All the single women were looking to marry the highest status man from within the company that they could land. I’ll never forget the Saturday afternoon that, as I was leaving the office, I passed a woman sitting in her cubicle. She looked like she’d been crying so I stopped to ask if she was okay and we talked for over an hour. She was not okay, having been dumped by some middle manager she’d been hoping to marry, so she had a lot to say. We discussed, among many other things, the possibility of dating men outside the company, an idea she rejected, though she struggled to say why. It’s not hard to imagine her reasoning. Being married to a high-ranking employee carried implicit job protection and enhanced status within the corporate social life. Neither of these things could be offered by an outsider.

And she wanted to keep working, though I was never clear why.
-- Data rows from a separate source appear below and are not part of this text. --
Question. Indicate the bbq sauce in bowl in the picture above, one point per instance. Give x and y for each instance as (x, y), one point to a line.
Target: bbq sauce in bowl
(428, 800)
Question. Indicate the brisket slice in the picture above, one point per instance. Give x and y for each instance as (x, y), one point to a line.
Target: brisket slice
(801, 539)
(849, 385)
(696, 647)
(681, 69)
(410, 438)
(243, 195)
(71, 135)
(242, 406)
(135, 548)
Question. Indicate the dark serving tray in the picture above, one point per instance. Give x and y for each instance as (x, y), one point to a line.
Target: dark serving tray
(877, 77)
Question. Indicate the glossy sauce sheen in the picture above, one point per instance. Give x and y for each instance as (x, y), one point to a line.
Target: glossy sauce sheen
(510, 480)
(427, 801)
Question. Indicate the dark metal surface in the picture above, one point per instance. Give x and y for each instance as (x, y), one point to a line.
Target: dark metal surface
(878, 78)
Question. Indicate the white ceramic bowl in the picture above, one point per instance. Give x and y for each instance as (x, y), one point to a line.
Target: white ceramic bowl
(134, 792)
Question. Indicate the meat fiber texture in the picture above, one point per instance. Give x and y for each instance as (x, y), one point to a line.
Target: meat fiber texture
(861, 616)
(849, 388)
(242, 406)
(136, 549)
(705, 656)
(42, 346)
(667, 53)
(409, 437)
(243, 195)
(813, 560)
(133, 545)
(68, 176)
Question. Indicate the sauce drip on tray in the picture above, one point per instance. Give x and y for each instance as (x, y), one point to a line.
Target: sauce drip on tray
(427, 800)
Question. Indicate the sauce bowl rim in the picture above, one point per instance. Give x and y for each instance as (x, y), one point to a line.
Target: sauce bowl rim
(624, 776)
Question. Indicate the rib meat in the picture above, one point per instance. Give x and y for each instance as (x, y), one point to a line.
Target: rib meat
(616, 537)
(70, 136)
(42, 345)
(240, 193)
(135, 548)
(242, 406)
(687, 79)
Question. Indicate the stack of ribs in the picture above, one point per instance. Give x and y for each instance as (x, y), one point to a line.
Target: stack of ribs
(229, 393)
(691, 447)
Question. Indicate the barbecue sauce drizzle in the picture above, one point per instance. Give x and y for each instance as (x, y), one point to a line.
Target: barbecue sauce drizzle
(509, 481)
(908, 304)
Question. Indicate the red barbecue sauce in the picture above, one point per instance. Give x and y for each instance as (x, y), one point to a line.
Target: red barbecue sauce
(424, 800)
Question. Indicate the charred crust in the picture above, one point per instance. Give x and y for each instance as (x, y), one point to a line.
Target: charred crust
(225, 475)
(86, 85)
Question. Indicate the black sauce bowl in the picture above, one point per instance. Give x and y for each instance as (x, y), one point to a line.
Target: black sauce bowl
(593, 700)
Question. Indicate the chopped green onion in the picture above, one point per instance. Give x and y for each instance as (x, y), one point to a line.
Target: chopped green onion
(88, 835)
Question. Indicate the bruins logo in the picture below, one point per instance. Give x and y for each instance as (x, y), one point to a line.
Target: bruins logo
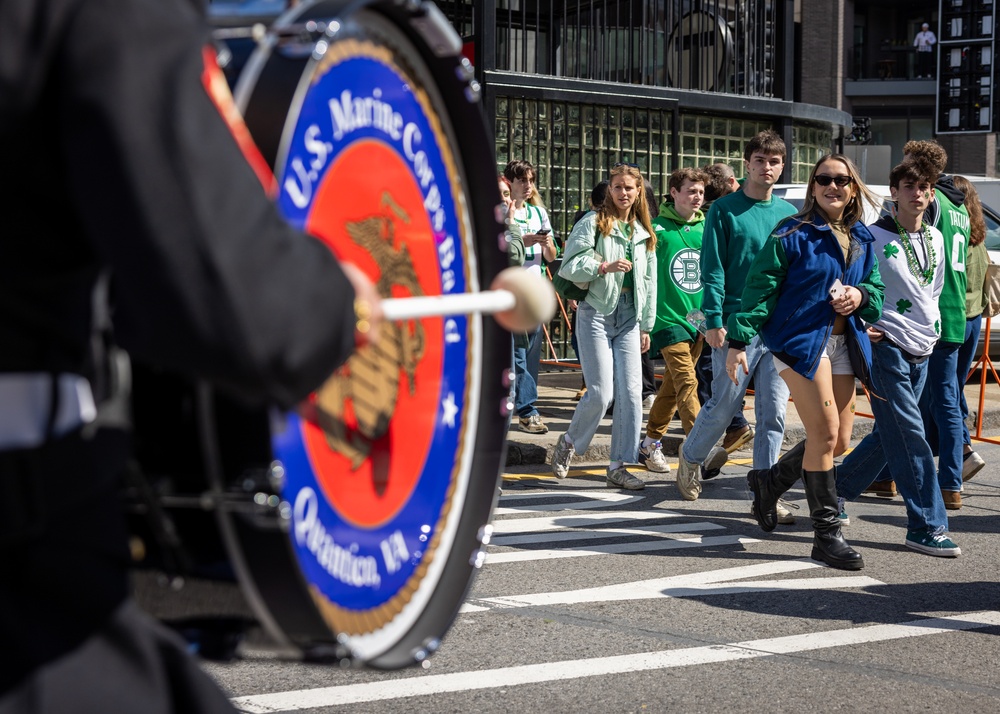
(356, 404)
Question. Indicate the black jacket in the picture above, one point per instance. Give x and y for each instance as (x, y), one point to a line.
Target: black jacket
(115, 158)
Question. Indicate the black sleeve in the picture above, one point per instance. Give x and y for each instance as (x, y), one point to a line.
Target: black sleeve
(209, 279)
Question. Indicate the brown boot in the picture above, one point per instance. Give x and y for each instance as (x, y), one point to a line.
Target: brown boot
(952, 500)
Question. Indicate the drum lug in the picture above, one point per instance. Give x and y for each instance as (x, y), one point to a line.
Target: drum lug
(478, 558)
(485, 534)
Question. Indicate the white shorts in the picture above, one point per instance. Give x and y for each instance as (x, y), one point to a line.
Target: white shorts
(836, 352)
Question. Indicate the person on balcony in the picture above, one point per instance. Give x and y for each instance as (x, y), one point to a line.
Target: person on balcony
(924, 43)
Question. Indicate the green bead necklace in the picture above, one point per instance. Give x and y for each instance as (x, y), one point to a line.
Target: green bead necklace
(923, 277)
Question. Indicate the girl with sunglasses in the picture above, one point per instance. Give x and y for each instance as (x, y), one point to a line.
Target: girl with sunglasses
(806, 295)
(614, 250)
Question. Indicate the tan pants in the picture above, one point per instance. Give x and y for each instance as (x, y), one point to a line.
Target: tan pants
(678, 391)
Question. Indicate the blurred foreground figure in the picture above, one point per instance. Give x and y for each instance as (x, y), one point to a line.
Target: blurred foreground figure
(138, 218)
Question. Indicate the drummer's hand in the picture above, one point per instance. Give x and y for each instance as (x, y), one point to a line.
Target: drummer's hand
(716, 337)
(736, 360)
(848, 302)
(367, 306)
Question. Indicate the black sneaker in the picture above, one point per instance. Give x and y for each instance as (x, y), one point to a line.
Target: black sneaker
(938, 544)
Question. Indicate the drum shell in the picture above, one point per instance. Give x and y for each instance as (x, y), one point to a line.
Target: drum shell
(235, 442)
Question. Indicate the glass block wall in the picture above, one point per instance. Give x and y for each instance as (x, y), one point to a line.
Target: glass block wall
(572, 146)
(810, 144)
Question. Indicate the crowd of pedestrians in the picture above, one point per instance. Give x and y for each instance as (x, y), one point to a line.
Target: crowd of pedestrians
(733, 287)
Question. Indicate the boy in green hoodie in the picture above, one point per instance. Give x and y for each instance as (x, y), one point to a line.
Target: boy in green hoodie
(679, 228)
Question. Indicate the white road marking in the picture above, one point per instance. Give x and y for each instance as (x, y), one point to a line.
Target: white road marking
(666, 543)
(592, 533)
(714, 582)
(576, 669)
(577, 520)
(597, 499)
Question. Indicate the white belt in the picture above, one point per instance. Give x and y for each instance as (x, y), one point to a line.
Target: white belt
(25, 402)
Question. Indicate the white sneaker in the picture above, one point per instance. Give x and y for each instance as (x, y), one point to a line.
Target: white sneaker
(716, 459)
(561, 457)
(688, 477)
(971, 465)
(653, 459)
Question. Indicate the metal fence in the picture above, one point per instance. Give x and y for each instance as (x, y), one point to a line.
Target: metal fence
(724, 46)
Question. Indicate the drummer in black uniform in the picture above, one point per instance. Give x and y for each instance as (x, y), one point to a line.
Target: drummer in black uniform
(132, 218)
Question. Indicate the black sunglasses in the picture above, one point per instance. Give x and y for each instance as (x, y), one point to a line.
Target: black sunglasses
(841, 181)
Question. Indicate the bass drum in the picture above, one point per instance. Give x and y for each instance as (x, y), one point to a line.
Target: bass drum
(384, 482)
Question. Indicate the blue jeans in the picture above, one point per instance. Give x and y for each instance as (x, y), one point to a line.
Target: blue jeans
(703, 370)
(942, 415)
(770, 400)
(609, 354)
(966, 356)
(526, 361)
(897, 441)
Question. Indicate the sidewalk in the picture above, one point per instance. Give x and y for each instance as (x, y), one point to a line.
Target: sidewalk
(556, 390)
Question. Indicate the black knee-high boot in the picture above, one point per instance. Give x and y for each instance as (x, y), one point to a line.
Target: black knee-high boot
(829, 545)
(768, 485)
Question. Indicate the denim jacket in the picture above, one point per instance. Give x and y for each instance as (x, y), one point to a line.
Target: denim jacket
(582, 265)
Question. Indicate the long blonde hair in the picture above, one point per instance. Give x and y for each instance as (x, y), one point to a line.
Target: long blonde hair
(639, 211)
(977, 224)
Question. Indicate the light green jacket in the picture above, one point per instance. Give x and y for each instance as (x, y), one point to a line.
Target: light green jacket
(581, 265)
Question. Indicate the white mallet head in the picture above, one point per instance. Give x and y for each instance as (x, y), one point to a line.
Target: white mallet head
(534, 299)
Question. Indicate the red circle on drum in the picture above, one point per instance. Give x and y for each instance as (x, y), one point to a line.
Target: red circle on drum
(377, 414)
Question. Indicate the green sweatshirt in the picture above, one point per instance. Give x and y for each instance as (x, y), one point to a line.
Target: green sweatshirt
(736, 229)
(678, 281)
(953, 222)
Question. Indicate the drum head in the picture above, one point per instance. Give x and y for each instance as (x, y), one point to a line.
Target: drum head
(390, 472)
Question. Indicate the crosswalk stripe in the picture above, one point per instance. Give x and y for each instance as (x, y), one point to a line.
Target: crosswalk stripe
(578, 520)
(666, 543)
(714, 582)
(590, 534)
(575, 669)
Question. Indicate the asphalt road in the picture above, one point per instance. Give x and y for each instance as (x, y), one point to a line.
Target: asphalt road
(593, 600)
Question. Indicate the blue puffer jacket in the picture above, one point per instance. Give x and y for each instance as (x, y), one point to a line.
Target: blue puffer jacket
(786, 297)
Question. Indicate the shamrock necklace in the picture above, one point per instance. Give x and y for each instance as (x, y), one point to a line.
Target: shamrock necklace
(923, 277)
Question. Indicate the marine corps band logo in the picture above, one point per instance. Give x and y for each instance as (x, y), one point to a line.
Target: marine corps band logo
(372, 480)
(356, 404)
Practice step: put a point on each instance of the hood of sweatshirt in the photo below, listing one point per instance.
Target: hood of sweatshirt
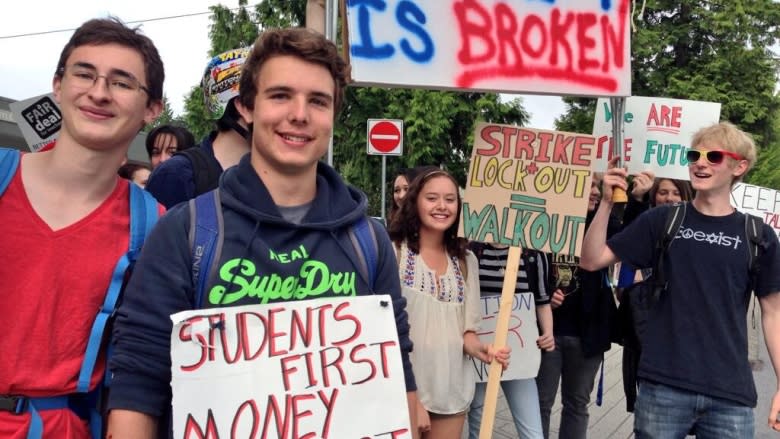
(335, 205)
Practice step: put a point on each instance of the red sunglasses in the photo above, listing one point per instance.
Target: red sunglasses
(715, 156)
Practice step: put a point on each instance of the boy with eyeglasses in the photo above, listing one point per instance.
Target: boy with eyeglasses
(66, 223)
(694, 373)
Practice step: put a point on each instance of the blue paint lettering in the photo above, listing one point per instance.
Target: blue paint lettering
(410, 17)
(367, 49)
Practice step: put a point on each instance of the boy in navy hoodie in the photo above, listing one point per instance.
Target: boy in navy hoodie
(279, 198)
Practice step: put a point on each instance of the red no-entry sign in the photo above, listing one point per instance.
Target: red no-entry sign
(385, 136)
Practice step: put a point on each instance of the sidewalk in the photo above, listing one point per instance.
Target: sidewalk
(610, 420)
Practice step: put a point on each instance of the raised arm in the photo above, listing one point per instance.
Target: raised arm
(595, 253)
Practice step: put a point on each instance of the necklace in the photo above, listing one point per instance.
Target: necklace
(500, 261)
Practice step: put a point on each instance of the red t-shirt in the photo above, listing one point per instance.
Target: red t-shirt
(52, 284)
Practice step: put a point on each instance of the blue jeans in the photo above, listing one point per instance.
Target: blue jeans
(576, 373)
(523, 400)
(666, 412)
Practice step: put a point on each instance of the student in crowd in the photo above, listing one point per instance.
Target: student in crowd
(585, 325)
(694, 373)
(647, 192)
(66, 223)
(440, 280)
(136, 172)
(401, 187)
(197, 170)
(533, 276)
(166, 140)
(279, 198)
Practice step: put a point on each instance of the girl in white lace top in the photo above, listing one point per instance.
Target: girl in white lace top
(440, 281)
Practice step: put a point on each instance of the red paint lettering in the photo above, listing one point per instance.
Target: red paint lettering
(192, 428)
(486, 135)
(585, 48)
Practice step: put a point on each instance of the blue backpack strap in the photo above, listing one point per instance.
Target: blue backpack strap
(9, 161)
(362, 233)
(205, 240)
(143, 216)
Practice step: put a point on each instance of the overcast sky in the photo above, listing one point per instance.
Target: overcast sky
(28, 62)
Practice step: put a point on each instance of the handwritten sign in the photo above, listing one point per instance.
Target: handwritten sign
(523, 333)
(528, 188)
(577, 47)
(759, 201)
(39, 119)
(657, 133)
(289, 370)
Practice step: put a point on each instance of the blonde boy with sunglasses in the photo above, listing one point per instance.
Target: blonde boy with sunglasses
(694, 373)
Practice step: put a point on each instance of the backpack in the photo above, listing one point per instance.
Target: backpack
(206, 238)
(86, 403)
(639, 299)
(205, 169)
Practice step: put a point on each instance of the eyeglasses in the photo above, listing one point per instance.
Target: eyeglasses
(715, 157)
(86, 77)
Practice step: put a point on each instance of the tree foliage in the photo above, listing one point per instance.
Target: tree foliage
(438, 125)
(229, 30)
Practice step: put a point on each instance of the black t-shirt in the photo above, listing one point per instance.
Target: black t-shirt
(697, 333)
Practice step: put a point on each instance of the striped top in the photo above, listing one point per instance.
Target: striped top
(492, 264)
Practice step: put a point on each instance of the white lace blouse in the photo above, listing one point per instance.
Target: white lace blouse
(440, 311)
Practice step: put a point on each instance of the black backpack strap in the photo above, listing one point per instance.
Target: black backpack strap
(674, 219)
(205, 169)
(363, 238)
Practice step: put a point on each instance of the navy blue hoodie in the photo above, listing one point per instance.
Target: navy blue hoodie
(258, 245)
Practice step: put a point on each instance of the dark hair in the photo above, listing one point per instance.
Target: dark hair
(405, 226)
(127, 170)
(102, 31)
(684, 186)
(303, 43)
(183, 136)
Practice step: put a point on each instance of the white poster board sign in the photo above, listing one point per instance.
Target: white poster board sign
(522, 336)
(575, 47)
(324, 368)
(39, 118)
(759, 201)
(657, 133)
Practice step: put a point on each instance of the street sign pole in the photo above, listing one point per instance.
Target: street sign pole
(384, 186)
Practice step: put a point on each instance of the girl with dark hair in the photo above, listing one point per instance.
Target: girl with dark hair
(440, 281)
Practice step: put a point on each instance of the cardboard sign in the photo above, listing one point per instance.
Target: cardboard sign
(759, 201)
(576, 47)
(657, 133)
(309, 368)
(523, 333)
(528, 188)
(39, 118)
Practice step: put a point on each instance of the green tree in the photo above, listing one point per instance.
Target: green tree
(166, 116)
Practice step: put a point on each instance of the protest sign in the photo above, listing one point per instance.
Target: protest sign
(657, 133)
(574, 47)
(39, 118)
(759, 201)
(299, 369)
(528, 188)
(522, 337)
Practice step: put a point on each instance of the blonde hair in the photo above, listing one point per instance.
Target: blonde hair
(730, 138)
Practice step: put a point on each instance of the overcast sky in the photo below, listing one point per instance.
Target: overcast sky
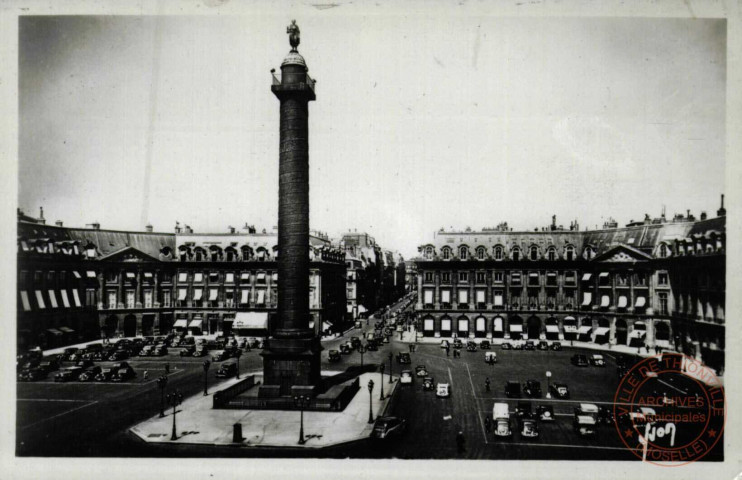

I think she said that she wasn’t “…interested in motherhood”.

Eventually, and long after I’d assured myself that she was okay, I was able to get on with my non-corporate weekend.

On Monday, I stopped by her desk to ask how she was doing. Her only words were “Oh! oh no — we can’t be friends.”

We never spoke again.

More ominously, every election cycle, the company issued a memo explaining its political agenda and “encouraging” the employees to vote in accordance with it. I don’t think that “what’s good for the company, is good for you” was ever stated explicitly but that was definitely the tone. At my level, expendable code monkey, there was no pressure, but I assume that for managers there was. I don’t know how that was exerted, but I’d guess it was all done through superficially friendly conversations with mountains of subtext.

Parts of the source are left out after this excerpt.